Elle avait assez attendu. Presque soulagée, elle prit la décision de rejoindre ses enfants, quand subitement, un pompier se présenta au comptoir.

— La Monique, pliée en deux ?

— Incapable de bouger, j'te dis. On pense que c'est un lumbago.

— Une femme si vaillante, la robustesse incarnée... Ça lui a pris comme ça ?

— Oui, à la fin du marché. Ses voisins l'ont vu danser la gigue, et puis elle s'est contorsionnée et s'est retrouvée le cul en l'air, la tête dans une cagette de citrouilles...

Madeleine les interrompit :

— Excusez-moi, j'ai entendu votre conversation... J'ai parlé tout à l'heure à cette dame. Elle m'a donné rendez-vous ici. Mais...

— Eh beh ! Avant que la Monique fasse « salon de thé », va falloir la déplier ! plaisanta le pompier.

— J'aimerais la contacter pour prendre de ses nouvelles. Elle s'adressait au cafetier : vous auriez ses coordonnées ?

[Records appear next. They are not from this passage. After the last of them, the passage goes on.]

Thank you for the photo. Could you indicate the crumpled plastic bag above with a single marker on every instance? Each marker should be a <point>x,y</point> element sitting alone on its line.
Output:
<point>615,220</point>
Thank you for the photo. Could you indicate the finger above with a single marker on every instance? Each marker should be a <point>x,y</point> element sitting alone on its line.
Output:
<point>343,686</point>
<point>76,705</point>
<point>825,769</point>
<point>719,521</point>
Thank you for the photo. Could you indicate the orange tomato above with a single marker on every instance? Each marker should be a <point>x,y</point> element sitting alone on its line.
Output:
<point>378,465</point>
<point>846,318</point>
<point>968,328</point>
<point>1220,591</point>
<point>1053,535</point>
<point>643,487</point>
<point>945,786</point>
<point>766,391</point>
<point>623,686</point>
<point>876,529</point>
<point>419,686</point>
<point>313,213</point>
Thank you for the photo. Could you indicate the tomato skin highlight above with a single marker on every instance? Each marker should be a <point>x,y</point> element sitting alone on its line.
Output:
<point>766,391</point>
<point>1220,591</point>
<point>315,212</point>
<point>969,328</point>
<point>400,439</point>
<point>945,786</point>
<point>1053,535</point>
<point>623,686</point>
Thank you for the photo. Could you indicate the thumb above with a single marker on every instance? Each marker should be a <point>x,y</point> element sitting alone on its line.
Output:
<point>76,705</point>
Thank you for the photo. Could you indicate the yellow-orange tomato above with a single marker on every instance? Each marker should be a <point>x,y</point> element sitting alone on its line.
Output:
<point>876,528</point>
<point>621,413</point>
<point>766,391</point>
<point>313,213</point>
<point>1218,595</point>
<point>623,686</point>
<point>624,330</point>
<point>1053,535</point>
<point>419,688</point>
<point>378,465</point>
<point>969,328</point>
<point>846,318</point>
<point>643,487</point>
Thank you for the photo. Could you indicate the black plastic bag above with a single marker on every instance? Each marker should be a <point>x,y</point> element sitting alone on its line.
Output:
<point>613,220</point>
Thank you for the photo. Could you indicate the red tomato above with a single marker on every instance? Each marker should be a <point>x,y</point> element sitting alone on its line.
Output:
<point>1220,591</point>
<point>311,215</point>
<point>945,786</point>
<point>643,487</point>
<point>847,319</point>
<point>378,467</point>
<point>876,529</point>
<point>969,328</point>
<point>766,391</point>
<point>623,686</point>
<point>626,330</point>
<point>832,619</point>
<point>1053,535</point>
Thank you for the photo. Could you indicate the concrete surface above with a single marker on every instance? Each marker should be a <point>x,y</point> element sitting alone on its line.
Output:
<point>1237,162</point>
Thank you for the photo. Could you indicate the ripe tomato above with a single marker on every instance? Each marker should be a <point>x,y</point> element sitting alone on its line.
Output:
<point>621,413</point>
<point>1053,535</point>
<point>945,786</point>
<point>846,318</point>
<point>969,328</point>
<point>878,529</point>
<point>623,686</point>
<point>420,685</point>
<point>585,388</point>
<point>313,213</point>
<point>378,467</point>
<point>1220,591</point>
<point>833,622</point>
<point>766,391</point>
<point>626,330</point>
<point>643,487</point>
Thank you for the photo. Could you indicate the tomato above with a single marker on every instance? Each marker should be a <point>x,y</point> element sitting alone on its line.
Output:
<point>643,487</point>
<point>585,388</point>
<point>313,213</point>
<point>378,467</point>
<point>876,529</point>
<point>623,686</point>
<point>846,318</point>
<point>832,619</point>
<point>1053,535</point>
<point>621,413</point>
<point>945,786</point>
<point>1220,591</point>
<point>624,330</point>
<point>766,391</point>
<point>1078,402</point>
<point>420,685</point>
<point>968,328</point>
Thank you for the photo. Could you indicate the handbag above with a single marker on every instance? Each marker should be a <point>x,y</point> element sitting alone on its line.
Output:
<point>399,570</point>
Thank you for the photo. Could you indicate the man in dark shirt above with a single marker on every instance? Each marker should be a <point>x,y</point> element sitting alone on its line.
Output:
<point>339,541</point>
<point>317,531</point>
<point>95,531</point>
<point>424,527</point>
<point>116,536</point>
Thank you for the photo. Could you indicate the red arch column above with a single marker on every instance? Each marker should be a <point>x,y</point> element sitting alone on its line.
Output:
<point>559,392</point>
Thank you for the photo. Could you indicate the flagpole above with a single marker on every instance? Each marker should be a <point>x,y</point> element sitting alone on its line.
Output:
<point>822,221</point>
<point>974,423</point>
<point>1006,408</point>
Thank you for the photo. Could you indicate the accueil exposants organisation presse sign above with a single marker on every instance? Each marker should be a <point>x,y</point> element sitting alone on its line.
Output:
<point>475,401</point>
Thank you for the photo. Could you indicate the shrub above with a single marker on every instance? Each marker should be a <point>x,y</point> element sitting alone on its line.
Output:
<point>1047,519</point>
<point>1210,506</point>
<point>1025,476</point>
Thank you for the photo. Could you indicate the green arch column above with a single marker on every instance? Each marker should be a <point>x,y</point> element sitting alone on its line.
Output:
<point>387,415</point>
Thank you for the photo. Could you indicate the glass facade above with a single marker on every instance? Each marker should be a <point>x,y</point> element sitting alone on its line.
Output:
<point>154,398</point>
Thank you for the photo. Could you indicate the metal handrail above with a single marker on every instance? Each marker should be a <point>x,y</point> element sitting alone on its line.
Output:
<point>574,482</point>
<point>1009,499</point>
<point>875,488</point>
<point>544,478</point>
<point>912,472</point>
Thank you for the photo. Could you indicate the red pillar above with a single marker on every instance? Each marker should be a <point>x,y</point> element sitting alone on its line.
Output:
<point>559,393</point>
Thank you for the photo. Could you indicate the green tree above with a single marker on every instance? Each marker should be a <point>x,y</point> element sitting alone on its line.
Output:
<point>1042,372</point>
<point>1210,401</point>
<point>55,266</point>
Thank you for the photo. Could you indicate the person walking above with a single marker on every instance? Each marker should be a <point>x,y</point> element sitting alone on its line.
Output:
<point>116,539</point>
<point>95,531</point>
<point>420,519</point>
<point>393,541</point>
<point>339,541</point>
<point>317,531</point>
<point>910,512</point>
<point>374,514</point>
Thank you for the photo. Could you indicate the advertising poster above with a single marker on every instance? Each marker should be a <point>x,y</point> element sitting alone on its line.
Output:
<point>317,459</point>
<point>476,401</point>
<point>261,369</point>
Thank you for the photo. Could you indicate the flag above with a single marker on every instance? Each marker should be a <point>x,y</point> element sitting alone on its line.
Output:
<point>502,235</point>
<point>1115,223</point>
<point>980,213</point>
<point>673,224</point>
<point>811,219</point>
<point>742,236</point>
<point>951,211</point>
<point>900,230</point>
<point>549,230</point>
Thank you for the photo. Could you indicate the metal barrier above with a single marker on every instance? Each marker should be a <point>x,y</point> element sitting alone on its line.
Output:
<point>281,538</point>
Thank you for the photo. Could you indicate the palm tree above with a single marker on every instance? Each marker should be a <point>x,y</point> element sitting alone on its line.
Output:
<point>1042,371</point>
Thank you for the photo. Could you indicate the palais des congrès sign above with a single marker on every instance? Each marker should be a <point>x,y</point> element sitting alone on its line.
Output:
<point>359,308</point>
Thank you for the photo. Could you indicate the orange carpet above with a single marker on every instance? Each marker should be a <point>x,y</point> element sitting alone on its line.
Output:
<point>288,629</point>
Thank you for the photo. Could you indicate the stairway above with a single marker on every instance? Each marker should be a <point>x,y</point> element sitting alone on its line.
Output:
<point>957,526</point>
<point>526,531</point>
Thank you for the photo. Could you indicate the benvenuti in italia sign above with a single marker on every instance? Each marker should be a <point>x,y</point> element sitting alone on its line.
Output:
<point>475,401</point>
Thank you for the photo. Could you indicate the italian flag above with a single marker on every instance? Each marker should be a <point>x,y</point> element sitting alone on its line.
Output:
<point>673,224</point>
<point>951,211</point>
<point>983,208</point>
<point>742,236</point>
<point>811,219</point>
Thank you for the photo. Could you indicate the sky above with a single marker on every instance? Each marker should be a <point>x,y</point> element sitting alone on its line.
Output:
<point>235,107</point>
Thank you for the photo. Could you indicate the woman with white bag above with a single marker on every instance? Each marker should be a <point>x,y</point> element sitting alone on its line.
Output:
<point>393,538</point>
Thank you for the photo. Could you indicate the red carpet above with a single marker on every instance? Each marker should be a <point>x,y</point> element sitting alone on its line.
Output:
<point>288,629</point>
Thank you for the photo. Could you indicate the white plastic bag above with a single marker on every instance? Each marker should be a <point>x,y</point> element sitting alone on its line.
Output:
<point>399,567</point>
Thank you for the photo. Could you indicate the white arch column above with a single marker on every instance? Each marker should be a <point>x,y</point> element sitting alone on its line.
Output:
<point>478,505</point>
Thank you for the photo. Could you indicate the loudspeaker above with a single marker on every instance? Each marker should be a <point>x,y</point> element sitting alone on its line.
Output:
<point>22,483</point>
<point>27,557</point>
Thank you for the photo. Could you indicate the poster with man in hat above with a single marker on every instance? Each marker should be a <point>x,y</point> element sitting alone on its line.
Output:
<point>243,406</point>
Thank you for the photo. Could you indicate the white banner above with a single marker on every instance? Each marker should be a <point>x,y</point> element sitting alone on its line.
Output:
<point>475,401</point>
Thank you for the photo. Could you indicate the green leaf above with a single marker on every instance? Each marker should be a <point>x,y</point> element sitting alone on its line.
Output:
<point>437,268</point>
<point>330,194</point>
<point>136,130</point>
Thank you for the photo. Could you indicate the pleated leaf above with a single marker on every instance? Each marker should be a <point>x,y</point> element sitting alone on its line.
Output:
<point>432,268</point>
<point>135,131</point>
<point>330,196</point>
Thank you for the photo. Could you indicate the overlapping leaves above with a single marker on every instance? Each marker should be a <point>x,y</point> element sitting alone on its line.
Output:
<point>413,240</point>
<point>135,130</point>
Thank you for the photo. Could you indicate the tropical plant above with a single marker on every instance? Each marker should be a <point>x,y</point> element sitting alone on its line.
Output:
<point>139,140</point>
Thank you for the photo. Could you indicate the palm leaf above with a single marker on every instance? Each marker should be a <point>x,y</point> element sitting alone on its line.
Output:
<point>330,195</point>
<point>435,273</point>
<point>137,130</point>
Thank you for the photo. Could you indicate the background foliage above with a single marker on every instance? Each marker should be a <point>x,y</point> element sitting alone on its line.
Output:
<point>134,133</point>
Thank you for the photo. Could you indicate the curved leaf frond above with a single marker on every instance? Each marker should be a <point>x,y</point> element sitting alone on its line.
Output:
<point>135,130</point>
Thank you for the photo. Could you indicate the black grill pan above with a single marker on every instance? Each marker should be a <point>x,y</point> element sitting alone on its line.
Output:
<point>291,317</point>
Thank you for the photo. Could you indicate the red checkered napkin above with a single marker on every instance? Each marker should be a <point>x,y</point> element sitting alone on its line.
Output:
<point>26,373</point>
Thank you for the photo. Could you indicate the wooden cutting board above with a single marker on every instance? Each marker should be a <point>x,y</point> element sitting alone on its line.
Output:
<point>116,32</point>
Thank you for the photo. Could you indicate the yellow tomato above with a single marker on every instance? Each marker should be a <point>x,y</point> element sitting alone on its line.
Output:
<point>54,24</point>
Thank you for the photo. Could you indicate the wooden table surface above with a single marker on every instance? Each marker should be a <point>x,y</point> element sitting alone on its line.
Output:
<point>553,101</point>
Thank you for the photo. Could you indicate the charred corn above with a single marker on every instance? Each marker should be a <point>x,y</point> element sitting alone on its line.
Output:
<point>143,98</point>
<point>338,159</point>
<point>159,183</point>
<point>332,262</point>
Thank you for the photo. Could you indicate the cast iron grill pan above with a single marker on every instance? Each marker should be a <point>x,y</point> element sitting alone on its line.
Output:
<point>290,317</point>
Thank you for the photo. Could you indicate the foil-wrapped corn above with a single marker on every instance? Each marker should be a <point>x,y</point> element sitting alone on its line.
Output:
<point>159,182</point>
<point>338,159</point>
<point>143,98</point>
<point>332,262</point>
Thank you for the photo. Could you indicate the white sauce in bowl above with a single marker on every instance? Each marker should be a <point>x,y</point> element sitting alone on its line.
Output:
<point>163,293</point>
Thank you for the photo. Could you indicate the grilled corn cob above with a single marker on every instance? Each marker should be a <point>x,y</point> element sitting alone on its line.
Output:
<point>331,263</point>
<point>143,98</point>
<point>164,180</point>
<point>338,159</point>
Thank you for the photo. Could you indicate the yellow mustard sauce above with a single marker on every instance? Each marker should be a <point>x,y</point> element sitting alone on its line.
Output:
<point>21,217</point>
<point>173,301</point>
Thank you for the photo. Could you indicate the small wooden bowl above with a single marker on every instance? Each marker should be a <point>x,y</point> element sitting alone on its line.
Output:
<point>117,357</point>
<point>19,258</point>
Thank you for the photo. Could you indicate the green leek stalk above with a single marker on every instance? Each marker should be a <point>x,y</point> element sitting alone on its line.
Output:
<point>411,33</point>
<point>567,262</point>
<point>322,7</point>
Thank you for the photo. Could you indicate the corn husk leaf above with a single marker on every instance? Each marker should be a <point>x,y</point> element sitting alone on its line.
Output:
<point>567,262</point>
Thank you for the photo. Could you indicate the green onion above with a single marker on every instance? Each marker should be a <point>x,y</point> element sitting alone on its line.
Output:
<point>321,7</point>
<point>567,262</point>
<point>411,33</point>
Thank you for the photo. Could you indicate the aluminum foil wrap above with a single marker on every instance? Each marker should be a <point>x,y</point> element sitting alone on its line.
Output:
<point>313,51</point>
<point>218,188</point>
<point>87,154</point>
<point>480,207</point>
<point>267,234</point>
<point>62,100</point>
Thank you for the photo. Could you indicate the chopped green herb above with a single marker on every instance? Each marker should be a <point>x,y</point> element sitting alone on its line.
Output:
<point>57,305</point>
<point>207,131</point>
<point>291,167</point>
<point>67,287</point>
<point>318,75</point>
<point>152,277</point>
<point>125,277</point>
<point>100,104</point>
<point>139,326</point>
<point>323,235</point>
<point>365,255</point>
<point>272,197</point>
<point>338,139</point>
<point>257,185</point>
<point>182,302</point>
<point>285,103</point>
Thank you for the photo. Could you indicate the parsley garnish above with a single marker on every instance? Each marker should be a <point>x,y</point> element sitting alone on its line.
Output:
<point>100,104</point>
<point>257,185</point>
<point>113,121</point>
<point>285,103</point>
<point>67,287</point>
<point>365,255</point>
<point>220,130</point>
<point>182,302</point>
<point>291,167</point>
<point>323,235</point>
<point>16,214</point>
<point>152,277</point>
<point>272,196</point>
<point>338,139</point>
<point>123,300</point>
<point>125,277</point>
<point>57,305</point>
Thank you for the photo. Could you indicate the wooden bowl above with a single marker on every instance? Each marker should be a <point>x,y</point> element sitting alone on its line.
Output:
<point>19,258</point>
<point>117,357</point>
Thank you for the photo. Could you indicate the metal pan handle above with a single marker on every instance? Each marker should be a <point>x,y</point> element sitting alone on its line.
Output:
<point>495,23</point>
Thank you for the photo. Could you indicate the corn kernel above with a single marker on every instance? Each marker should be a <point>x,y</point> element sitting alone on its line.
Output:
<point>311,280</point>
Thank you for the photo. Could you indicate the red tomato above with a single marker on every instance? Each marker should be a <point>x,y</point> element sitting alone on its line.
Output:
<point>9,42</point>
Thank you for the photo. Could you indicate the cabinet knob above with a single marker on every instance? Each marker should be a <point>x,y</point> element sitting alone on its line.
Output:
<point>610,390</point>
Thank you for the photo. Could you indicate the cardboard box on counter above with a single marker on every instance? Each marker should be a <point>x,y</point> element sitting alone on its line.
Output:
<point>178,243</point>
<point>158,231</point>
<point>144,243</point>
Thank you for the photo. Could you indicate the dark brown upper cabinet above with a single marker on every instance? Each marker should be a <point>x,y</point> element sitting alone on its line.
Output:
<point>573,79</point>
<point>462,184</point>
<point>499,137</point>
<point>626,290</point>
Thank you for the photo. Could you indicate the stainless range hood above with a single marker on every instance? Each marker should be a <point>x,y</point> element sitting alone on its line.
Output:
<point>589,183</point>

— Pour sûr, té ! Et ma foi, chui désolé ! En trente-cinq ans de citrouilles, c'est ben la première fois que ça lui prend, à la Monique.

Madeleine remercia et rejoignit la voiture.

— Alors Maman, tu lui as parlé à la gentille dame ?

— Non ma chérie. Elle n'a pas pu venir. Il lui est arrivé... Quelque chose.

— Ah, c'était ça les pompiers ? interrogea Suzy.

— Oui.

Madeleine était visiblement troublée.

— Ça va Maman ?

— Oui oui. C'est juste que... Je sais pas.

Carpette s'avança pour lui faire un câlin. Elle, elle savait.